Als ihr Sohn Sebastian auszieht, bleiben Margret und Gerhard Sandmaier allein zurück. Besonders Margret leidet unter der Leere im Haus. Gerhard hat seinen Beruf als Geschichtsprofessor, aber Margrets Teilzeitjob in der Buchhandlung und die Deutschstunden, die sie Flüchtlingskindern gibt, füllen sie nicht aus. Sebastian, gerade erst flügge geworden, hält schmerzliche Distanz. Die Sandmaiers beschließen, den Anbau, in dem ihr Sohn gewohnt hat, zu vermieten. Der passende Mieter ist bald gefunden: ein junger Fahrradmechaniker, unauffällig, höflich, wortkarg. Doch als sich die Schlagzeilen über einen Messerstecher häufen, der in der Stadt sein Unwesen treibt, regt sich in Margret ein schlimmer Verdacht ... Vater, Mutter, Sohn – was eben noch felsenfest schien, gerät ins Wanken. In Margrets Leben bleibt kein Stein auf dem anderen. Und der Sohn, der Theologie studiert, reibt sich auf an der Frage, warum die Begriffe von "gut" und "böse" so schwer festzulegen sind.



Stimmen von Buchhändlerinnen:

„Den Lukas Hartmann an einem Abend verschlungen. Atemlos betrachtet man das Zerbröseln der auf den ersten Blick normal-zufrieden-langweiligen Protagonisten."

Heide-Käthe Büdcher, Braunschweig

„Wie schon bei 'Finsteres Glück' war ich auch hier gefesselt von der genauen Beschreibung der schleichenden familiären Zerrüttung.
Hartmann schreibt mit unglaublich feinem Gespür über die Gefühlslagen seiner Figuren. Schleichende Entfremdungsprozesse sind sein Spezialgebiet.Das macht jeden seiner Romane so absolut lesenswert."

Stephanie Hofmann, Frankfurt a.
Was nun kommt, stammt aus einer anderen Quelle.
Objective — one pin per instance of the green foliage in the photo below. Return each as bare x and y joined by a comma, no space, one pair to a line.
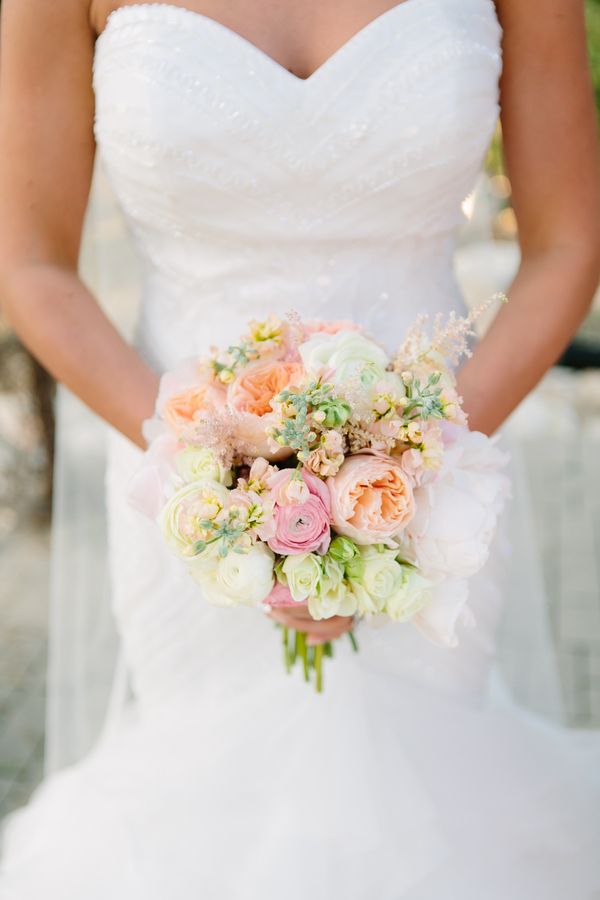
592,10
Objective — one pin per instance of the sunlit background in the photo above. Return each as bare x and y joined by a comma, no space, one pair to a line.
564,474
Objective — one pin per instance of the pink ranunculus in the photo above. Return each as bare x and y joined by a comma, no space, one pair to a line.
371,498
301,526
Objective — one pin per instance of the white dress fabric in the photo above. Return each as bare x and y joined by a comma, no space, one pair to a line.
250,191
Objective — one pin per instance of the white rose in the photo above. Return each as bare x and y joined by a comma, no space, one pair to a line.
338,601
303,573
456,514
379,576
194,463
347,354
186,509
410,597
238,578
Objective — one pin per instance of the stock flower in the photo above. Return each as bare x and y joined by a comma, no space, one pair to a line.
194,463
371,498
255,511
258,477
328,457
237,578
344,356
184,519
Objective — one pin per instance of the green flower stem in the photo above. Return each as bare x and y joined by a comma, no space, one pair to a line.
304,655
319,667
286,650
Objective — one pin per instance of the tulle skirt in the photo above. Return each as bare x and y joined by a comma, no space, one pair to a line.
375,790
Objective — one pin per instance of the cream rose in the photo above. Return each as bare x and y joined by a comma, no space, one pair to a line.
412,594
302,574
195,463
186,509
371,498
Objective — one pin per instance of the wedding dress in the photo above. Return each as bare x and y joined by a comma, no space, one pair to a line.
249,191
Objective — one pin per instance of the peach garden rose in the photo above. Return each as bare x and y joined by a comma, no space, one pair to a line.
371,498
251,393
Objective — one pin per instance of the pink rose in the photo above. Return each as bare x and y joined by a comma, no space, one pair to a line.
328,326
301,525
371,498
280,596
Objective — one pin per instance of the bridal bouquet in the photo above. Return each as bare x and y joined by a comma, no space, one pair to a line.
303,465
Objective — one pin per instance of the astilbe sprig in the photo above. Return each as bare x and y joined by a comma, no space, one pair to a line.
449,341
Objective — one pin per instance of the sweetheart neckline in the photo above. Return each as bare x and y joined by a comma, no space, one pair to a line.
134,9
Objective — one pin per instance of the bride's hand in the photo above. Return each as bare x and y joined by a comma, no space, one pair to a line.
299,618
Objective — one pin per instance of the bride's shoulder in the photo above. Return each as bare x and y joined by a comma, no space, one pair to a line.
34,21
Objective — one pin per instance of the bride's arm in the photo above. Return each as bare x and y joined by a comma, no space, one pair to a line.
46,160
550,145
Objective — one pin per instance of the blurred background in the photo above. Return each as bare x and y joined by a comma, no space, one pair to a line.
564,473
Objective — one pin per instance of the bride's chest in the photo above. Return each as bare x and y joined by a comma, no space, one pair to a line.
406,107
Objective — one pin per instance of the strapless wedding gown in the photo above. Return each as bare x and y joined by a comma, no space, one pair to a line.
251,191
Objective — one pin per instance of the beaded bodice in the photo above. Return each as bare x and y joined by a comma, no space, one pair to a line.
248,189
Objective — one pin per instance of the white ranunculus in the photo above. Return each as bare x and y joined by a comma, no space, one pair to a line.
194,463
238,578
186,509
303,573
344,355
456,513
411,596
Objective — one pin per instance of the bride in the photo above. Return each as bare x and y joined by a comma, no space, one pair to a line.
312,156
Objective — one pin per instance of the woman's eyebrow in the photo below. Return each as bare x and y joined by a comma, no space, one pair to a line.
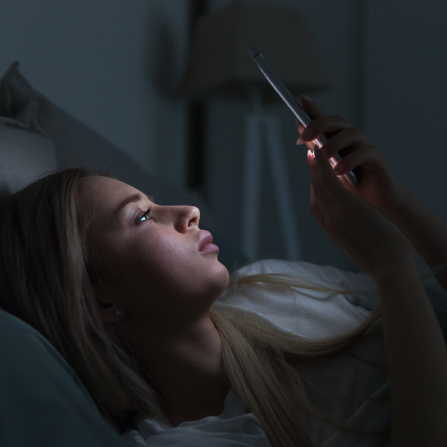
133,198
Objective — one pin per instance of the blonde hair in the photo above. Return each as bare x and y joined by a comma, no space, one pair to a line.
45,277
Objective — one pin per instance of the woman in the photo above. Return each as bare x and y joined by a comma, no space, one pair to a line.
118,285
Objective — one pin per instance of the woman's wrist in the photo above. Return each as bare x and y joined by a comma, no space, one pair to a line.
394,265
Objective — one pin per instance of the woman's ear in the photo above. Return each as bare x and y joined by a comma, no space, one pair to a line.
111,312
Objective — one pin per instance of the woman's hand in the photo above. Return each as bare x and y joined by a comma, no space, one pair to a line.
367,238
377,184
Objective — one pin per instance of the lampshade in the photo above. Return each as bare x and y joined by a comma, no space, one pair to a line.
219,65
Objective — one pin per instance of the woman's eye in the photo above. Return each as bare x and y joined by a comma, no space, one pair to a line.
145,216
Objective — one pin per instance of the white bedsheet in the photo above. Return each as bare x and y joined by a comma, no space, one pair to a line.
313,315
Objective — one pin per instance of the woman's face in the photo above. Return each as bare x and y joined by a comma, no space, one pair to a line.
149,266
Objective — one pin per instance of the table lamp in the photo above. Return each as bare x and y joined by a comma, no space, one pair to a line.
219,67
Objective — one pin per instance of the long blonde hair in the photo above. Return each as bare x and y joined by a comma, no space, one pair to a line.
45,277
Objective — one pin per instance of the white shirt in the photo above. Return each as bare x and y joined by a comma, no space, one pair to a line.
313,315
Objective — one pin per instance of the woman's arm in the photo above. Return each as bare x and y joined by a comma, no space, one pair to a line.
425,230
416,356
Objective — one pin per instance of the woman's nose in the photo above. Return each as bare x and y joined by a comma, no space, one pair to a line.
188,216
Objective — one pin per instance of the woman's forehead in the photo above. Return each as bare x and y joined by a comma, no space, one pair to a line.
103,192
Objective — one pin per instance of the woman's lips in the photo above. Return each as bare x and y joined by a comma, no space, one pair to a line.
209,248
205,244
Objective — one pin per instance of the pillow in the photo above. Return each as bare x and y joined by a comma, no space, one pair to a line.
25,152
44,402
46,137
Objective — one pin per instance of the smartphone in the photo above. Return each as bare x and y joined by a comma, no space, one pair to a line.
295,107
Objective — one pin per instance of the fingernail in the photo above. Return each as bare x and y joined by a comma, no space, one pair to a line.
305,136
308,98
339,168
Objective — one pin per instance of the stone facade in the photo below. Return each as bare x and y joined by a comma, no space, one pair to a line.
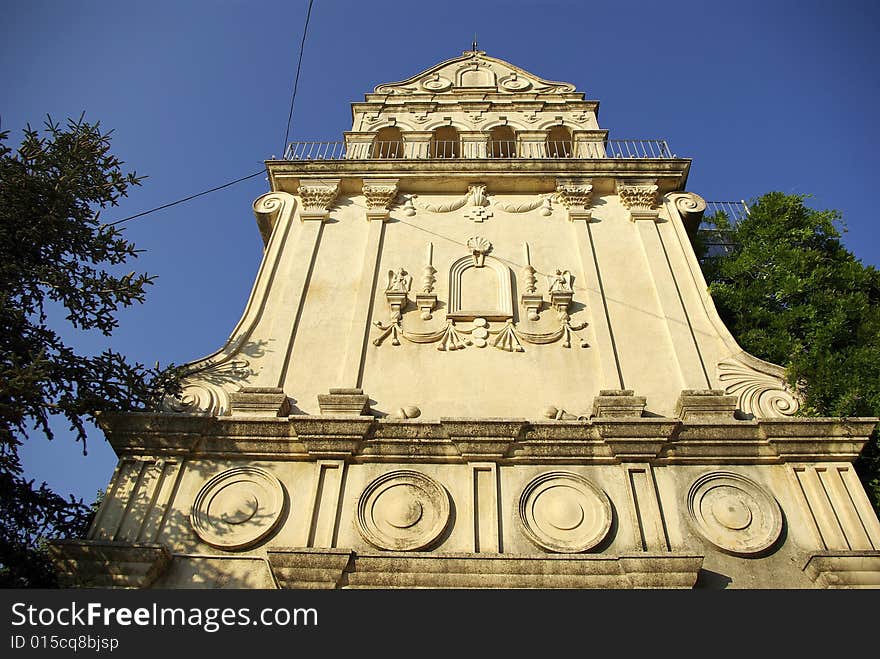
480,352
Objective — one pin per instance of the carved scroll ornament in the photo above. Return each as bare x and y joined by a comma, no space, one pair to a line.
760,394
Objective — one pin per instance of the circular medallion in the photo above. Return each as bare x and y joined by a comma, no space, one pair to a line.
237,508
403,511
563,512
436,83
734,513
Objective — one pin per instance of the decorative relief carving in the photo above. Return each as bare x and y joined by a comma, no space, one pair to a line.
427,299
513,83
317,196
408,208
558,414
759,394
202,390
480,334
563,512
403,510
638,197
689,204
436,83
408,412
479,202
574,195
479,247
238,508
474,69
543,201
379,195
734,513
447,207
399,281
560,281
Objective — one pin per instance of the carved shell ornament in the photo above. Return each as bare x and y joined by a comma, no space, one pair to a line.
202,390
479,247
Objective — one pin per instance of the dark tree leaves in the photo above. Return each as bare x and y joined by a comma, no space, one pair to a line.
792,294
59,263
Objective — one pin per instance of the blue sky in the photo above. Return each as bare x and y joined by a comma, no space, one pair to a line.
761,95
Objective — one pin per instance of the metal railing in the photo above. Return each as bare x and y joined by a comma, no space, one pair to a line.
734,210
718,241
490,149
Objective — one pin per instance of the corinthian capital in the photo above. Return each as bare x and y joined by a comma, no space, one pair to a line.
379,195
576,194
639,197
317,195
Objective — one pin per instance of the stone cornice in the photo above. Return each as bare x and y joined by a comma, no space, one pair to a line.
509,441
670,173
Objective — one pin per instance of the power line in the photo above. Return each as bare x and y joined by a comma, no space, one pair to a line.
180,201
296,79
243,178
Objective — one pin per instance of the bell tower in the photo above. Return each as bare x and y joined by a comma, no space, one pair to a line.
479,352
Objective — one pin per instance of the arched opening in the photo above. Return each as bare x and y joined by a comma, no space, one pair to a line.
559,142
388,143
502,142
445,143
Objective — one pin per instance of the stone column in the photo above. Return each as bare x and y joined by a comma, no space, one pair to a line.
416,144
473,144
639,197
532,143
379,194
577,197
316,197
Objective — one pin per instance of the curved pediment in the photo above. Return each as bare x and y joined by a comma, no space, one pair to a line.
475,71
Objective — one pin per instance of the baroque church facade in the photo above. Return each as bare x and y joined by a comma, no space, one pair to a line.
480,352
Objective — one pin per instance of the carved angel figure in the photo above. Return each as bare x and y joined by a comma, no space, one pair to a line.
399,281
561,281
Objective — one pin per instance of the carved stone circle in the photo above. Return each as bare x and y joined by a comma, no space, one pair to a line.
734,513
237,508
564,512
403,510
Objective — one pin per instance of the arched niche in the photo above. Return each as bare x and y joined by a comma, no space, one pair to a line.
388,143
480,288
445,142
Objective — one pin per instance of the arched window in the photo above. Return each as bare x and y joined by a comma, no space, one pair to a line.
388,143
445,143
559,142
502,142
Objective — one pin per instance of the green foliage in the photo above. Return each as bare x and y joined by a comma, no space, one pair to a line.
792,294
57,259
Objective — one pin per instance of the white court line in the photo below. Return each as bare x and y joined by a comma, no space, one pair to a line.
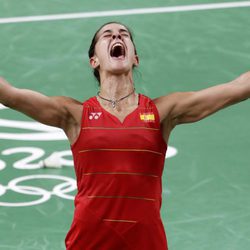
127,12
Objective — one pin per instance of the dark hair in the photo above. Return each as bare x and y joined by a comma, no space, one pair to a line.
94,41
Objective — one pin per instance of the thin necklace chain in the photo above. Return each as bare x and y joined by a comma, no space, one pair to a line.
115,102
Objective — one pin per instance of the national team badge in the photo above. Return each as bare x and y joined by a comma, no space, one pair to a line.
147,117
95,116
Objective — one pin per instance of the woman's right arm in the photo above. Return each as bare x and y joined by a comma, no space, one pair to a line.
53,111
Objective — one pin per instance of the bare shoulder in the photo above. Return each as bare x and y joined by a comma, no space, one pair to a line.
72,106
167,104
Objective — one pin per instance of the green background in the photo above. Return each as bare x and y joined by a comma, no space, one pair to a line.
206,203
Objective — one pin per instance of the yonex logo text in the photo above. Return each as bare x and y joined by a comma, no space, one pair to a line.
95,116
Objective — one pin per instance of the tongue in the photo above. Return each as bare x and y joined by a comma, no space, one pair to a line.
117,52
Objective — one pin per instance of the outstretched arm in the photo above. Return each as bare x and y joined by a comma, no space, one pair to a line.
53,111
187,107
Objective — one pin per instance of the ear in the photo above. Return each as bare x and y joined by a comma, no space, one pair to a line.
94,62
136,61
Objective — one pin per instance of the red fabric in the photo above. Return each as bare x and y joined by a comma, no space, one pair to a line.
118,169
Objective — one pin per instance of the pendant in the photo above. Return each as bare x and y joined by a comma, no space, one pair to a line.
113,103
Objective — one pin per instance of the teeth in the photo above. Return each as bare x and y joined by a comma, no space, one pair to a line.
117,50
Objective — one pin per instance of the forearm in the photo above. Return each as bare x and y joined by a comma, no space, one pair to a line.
5,93
243,85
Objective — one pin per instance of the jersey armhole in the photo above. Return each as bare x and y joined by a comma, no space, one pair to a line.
72,146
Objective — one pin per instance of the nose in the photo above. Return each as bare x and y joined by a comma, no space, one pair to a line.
116,36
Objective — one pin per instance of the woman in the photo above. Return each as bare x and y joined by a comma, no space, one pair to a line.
119,140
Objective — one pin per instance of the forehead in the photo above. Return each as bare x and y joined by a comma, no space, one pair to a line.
111,27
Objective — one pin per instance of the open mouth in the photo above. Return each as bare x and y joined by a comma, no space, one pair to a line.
117,51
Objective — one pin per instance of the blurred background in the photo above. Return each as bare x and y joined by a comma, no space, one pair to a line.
206,183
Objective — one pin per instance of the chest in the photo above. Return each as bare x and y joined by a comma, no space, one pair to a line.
138,129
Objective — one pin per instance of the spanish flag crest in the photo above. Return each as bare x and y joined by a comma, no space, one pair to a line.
147,117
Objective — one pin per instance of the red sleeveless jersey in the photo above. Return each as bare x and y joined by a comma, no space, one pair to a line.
118,168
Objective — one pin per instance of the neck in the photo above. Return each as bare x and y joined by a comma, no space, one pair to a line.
116,86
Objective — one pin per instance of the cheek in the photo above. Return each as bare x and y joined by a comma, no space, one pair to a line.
101,49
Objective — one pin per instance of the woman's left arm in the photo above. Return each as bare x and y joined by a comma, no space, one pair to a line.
187,107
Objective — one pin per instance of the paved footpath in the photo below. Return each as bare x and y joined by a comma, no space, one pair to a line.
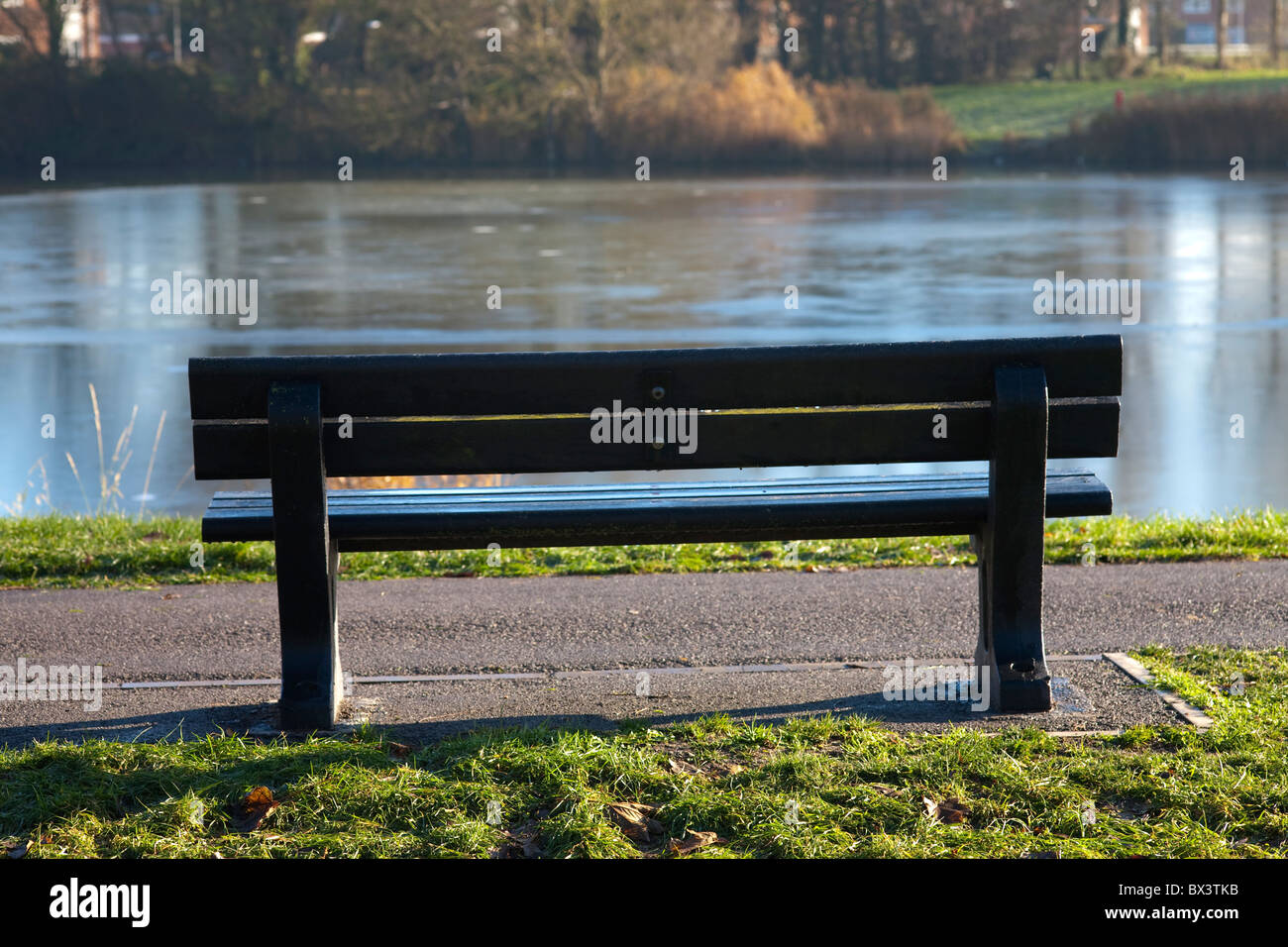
434,626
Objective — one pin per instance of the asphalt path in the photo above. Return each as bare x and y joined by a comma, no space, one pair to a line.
568,650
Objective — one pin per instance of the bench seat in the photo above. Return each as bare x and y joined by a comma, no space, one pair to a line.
662,513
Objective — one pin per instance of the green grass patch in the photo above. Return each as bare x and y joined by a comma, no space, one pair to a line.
811,788
62,551
996,111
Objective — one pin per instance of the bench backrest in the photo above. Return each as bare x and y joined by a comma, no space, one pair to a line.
765,406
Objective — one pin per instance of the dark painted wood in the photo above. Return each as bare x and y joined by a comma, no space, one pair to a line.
702,377
1010,644
1085,428
307,560
1013,402
765,510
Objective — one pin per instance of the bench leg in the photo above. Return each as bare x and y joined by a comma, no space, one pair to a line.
1012,648
307,561
312,682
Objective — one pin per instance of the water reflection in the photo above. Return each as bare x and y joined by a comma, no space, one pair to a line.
404,265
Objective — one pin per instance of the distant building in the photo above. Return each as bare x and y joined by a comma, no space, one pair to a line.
24,24
1192,25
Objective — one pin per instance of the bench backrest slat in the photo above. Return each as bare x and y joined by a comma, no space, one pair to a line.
473,414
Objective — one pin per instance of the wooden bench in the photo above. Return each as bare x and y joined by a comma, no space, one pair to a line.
1013,402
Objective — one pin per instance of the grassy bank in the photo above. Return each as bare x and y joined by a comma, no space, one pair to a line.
810,788
991,112
115,551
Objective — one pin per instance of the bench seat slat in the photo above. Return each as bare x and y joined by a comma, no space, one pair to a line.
681,512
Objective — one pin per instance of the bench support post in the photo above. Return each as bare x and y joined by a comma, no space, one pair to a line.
1010,648
307,560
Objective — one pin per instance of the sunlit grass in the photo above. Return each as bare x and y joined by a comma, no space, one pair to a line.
117,551
993,111
811,788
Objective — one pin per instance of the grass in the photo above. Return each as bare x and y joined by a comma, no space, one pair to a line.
115,551
990,114
811,788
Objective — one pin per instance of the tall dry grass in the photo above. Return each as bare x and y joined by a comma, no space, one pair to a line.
1190,131
760,115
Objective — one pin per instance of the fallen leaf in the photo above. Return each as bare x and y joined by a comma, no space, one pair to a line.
520,843
253,808
951,810
636,821
692,841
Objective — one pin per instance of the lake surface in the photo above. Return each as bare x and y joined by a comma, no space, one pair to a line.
404,265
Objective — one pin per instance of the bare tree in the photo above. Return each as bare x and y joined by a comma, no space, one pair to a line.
1160,22
1275,12
1223,29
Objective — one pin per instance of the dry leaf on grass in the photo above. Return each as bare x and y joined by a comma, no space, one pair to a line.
692,841
520,843
253,808
951,810
636,821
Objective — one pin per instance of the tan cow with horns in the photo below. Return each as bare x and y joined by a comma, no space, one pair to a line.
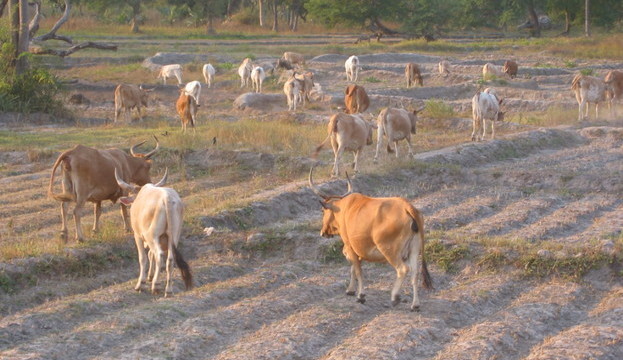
89,175
377,230
157,216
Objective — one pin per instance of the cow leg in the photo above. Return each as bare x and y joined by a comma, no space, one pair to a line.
379,140
77,214
356,163
97,211
64,208
126,219
167,289
355,274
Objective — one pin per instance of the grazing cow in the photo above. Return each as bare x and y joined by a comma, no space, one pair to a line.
293,58
347,133
444,67
377,230
257,77
244,71
292,89
172,70
490,70
510,68
208,74
588,89
157,218
88,175
352,67
614,86
129,96
485,106
187,110
396,124
356,99
306,82
413,75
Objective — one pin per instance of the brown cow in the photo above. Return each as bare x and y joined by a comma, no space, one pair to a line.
186,107
347,132
129,96
89,175
510,68
614,87
413,75
377,230
396,124
356,99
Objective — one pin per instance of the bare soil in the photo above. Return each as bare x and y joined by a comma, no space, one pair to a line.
264,286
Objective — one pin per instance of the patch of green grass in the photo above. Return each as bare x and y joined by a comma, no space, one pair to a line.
438,109
446,257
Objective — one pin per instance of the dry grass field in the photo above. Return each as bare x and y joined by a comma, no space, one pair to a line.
524,232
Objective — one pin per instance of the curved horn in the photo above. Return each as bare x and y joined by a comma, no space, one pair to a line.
124,185
151,153
164,178
314,187
133,149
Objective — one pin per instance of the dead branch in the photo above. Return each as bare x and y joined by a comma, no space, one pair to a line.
62,53
52,34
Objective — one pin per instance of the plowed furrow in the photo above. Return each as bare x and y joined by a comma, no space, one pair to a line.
512,331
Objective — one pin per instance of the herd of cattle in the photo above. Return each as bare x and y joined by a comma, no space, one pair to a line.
386,229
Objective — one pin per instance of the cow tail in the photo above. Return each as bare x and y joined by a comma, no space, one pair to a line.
187,276
65,196
417,225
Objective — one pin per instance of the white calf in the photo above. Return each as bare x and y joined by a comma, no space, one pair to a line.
485,106
352,68
257,77
157,217
172,70
208,74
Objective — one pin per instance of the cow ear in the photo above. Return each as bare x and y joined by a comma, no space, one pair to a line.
126,200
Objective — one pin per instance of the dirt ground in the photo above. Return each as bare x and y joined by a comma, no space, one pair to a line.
263,289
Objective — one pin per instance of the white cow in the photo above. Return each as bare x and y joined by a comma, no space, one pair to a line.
172,70
157,217
208,74
396,124
193,89
292,89
244,71
588,89
257,78
352,68
485,106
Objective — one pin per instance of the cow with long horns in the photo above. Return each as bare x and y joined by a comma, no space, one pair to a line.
377,230
157,217
88,175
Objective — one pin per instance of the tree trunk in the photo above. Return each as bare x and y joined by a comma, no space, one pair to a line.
275,12
567,22
587,15
534,19
14,14
24,38
136,11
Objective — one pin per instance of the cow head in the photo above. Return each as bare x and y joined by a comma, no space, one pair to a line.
144,95
330,205
142,164
133,190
M.

 

Rezensionen

"Ein Roman, in dem jede Figur absolut authentisch wirkt, in dem Gespräche von packender Dramatik geführt werden und in dem bis zuletzt die souveräne Gestaltungskraft eines Autors spürbar bleibt, der die These vom Ende der Liebe als Anfang des Unglücks auf eine volllkommen unaufdringliche Weise in eine spannende Geschichte zu bannen vermag." 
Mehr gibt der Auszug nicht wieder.